Первых (чаще всего – нерожденных младенцев с синдромом Дауна) истребляют целенаправленно. Их матерям настойчиво рекомендуют произвести аборт, так как ряд организаторов здравоохранения и политиков считают, что в «социальном государстве», каковым по Конституции является Россия, допустимо тратить деньги налогоплательщиков на массовое производство абортов (убийство нерожденных детей), но расходование средств на оказание помощи инвалидам – это якобы «непереносимый социальный груз» [7, 8].

Что касается здоровых нерожденных младенцев, то они гибнут в ходе мероприятий ПД «случайно» - от осложнений инвазивной ПД (выкидышей) и диагностических ошибок, из-за которых на аборт «по медицинским показаниям» склоняют здоровых женщин, на самом деле вынашивающих нормально развивающегося ребенка.

Причём статистика, связанная с ПД, в целом является абсолютно непрозрачной для общества (как будто речь идет о глубокой военной тайне). В частности, невозможно узнать точные данные о количестве ложноположительных результатов ПД, в результате которых абортируют здоровых младенцев.

Поэтому придется прибегнуть к собственным оценкам. Процент выявления синдрома Дауна у женщин из «группы риска» (которым, по результатам пренатального скрининга, настоятельно рекомендуют инвазивную ПД) в среднем достигает 2 – 5% [9, 10]. Причём даже на этой («уточняющей») стадии ПД точность диагностики составляет не 100%, а всего около 99% [9 - 11], то есть, с вероятностью, как, минимум, 1%, возможна ошибка.

На практике приведенные цифры могут означать следующее: при обследовании с помощью методов инвазивной ПД группы риска, включающей, например, 200 беременных женщин, будут выявлены 4 - 10 нерожденных детей (2 – 5%) с хромосомными болезнями, чаще всего, с синдромом Дауна. В таких случаях врачи, следуя приказам Минздравсоцразвития РФ, в качестве «лечения» настойчиво рекомендуют аборт [7 – 11]. При этом как минимум 2 нерождённых младенца из 200 обследованных (1%) будут объявлены «больными» ошибочно (так называемые «ложноположительные» результаты). На самом деле эти два ребёнка являются здоровыми, хотя их также приговорят к аборту.

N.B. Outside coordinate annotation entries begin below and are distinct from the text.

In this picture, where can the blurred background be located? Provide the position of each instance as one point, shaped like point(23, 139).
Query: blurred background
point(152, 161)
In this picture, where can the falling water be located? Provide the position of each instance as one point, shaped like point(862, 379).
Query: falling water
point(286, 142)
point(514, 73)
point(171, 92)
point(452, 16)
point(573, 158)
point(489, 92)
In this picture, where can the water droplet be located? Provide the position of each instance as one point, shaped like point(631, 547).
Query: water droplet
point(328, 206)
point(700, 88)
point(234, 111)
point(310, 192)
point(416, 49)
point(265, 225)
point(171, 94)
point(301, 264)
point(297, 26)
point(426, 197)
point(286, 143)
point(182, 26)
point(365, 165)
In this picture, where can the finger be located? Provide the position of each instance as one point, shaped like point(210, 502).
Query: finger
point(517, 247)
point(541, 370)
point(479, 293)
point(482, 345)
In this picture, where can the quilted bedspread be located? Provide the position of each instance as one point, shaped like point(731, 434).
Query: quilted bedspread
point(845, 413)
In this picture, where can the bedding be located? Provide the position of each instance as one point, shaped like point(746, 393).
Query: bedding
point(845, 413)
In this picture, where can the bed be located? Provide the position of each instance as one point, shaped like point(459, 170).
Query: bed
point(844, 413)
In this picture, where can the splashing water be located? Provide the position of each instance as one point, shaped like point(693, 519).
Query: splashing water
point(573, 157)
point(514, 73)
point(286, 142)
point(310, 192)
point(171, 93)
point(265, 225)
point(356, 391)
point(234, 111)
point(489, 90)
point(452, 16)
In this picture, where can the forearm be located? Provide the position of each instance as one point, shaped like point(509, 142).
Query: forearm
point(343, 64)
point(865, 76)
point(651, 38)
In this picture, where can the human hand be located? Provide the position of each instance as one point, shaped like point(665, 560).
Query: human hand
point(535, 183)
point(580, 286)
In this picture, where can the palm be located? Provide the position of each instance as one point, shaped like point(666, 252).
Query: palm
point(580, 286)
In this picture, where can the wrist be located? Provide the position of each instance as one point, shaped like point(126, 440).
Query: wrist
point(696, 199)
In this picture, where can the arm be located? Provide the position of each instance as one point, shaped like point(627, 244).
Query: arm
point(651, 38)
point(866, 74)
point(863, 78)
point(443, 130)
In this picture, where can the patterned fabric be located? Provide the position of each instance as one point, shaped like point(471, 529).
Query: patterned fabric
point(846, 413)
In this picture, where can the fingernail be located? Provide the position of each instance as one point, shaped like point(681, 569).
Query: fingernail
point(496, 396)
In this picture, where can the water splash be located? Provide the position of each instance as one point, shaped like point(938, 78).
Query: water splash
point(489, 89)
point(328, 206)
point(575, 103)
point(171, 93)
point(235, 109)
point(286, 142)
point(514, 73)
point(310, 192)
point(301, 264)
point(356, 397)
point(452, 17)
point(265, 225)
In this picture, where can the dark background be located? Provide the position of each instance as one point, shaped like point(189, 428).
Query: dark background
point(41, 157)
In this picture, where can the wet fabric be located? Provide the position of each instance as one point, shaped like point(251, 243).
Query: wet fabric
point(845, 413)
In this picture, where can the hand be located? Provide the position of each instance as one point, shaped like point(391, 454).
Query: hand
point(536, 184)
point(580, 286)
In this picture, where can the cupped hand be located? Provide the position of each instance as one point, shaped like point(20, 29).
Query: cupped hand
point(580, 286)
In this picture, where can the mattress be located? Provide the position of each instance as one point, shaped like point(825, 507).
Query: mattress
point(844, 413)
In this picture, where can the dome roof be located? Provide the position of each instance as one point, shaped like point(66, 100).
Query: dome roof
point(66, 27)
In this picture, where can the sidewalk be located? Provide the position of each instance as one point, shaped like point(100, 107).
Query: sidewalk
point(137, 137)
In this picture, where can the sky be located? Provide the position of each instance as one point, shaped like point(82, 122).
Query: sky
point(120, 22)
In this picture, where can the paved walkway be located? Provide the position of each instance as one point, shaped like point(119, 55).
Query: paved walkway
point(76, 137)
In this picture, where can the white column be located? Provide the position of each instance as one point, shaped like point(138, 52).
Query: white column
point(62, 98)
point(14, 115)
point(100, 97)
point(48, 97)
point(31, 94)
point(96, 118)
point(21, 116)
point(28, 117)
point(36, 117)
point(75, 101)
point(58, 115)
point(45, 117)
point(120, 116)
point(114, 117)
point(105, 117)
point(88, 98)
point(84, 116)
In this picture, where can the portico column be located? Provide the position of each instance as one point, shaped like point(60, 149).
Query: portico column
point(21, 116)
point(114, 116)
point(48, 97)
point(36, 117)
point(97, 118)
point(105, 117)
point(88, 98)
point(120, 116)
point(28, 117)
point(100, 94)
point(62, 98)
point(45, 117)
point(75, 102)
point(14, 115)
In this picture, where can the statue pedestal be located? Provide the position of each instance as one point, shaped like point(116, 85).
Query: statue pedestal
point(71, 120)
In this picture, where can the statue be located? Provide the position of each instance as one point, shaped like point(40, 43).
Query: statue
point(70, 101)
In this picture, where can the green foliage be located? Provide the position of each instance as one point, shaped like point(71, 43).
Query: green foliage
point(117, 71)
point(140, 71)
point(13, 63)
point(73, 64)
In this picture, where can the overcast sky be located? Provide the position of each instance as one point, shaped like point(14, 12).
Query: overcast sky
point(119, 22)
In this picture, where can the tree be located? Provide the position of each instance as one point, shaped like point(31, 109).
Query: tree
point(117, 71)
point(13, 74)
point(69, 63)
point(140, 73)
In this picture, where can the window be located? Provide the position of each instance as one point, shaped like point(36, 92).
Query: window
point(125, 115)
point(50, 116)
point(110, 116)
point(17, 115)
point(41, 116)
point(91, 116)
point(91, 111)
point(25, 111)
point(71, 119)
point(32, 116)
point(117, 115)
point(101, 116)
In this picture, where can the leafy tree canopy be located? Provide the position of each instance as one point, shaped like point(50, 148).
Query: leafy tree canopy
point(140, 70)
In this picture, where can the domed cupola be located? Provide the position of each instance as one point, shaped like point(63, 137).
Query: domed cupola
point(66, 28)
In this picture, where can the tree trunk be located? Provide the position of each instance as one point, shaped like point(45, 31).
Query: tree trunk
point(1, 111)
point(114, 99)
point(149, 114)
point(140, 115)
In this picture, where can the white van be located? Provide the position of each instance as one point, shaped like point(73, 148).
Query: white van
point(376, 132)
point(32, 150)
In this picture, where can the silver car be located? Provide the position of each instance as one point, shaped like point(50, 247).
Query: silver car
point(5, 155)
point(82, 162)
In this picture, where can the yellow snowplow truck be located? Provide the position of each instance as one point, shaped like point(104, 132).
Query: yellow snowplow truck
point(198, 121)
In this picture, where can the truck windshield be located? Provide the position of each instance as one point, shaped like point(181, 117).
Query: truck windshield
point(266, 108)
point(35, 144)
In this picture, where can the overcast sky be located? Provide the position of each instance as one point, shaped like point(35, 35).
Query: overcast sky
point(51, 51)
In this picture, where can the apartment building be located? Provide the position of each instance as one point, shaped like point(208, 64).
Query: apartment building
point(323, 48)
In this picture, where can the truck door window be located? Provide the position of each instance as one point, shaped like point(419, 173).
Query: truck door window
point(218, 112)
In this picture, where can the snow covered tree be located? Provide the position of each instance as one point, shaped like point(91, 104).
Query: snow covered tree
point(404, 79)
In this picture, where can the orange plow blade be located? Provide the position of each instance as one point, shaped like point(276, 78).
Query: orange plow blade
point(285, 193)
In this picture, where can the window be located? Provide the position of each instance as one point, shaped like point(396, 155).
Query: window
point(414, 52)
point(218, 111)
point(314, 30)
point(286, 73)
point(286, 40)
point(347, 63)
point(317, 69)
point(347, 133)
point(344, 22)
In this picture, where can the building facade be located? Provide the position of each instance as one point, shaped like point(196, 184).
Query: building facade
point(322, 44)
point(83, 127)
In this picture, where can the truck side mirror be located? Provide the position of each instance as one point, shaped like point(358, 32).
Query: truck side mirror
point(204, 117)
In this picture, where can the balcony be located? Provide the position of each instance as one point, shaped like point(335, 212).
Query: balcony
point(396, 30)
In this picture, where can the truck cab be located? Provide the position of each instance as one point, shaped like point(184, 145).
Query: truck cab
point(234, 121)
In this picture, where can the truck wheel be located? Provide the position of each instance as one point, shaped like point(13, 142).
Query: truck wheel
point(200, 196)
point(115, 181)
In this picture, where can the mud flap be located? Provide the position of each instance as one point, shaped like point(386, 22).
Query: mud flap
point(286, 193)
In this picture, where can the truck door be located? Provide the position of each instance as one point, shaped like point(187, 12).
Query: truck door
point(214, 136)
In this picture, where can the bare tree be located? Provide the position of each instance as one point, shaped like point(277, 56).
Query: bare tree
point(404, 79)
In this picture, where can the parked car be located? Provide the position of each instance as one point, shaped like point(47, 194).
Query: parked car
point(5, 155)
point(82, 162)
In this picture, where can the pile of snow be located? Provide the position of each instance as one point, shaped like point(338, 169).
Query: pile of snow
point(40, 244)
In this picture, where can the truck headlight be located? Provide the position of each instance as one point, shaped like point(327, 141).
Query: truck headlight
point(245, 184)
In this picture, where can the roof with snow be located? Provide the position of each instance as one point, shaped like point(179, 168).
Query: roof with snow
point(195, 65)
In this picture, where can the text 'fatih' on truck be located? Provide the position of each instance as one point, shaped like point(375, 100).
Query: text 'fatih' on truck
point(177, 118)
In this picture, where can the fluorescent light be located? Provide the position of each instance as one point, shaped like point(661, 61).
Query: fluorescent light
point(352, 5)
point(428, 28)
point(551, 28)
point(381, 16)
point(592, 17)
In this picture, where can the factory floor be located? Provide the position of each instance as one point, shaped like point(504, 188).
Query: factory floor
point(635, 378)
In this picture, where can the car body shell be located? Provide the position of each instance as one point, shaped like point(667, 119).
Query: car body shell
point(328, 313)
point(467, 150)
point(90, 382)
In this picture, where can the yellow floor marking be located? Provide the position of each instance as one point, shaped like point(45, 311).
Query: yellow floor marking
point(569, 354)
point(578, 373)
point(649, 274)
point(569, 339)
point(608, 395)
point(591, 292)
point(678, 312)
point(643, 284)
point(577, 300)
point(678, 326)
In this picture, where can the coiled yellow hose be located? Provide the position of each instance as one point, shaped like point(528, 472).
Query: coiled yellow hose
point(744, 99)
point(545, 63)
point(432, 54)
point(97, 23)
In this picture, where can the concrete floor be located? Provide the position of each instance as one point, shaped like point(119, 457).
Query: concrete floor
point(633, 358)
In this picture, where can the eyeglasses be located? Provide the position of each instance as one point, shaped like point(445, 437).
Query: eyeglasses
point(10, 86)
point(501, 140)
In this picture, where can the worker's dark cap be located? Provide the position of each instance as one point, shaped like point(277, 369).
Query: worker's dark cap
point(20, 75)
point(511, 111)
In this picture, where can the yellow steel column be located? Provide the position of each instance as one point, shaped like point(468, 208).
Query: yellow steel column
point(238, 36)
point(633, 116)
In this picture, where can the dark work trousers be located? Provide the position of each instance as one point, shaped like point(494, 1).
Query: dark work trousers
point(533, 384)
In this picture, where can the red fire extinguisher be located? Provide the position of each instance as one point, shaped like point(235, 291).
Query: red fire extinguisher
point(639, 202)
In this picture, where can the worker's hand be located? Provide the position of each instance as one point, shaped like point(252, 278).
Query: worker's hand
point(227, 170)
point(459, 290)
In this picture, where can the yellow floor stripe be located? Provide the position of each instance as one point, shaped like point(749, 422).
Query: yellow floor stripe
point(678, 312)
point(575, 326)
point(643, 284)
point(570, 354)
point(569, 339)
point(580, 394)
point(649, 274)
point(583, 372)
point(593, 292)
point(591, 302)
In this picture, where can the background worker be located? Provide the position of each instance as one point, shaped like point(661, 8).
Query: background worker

Следовательно, нетрудно рассчитать,что в группе женщин, направляемых на аборт по результатам ПД, доля «ошибочно» абортируемых здоровых детей реально может достигать 20 – 30%. Эти младенцы, как следует из заявленного академиком Г.Т Сухих патента № 2160112, представляют особый «интерес» для фетальных «терапевтов».

Очевидно, программы «снижения социального и генетического груза» с помощью евгенических абортов служат одним из факторов, создающих условия для продвижения в России фетальной терапии – изощренной формы людоедства.

И дело уже дошло до того, что «уникальный метод трансплантации фетальных (зародышевых) клеток человека» в настоящее время открыто предлагают в качестве одной из «медицинских услуг» отдыхающим некоторых санаториев. В этом можно убедиться, ознакомившись, например, с информационными материалами, размещенными на рекламных сайтах санатория «Родник» (город Пятигорск) [12, 13].

Вопреки восторженной рекламе ангажированных «целителей», подобное лечение отнюдь не безопасно для пациентов, причем не только с точки зрения их души, но и тела. Препараты, полученные из телец нерожденных (точнее, уморенных вскоре после искусственного извлечения из тела матери) младенцев несут опасность заражения прионами, а также другими, пока еще неизученными патогенами (например, еще необнаруженными видами вирусов), для которых не разработаны системы тестирования [3, 11].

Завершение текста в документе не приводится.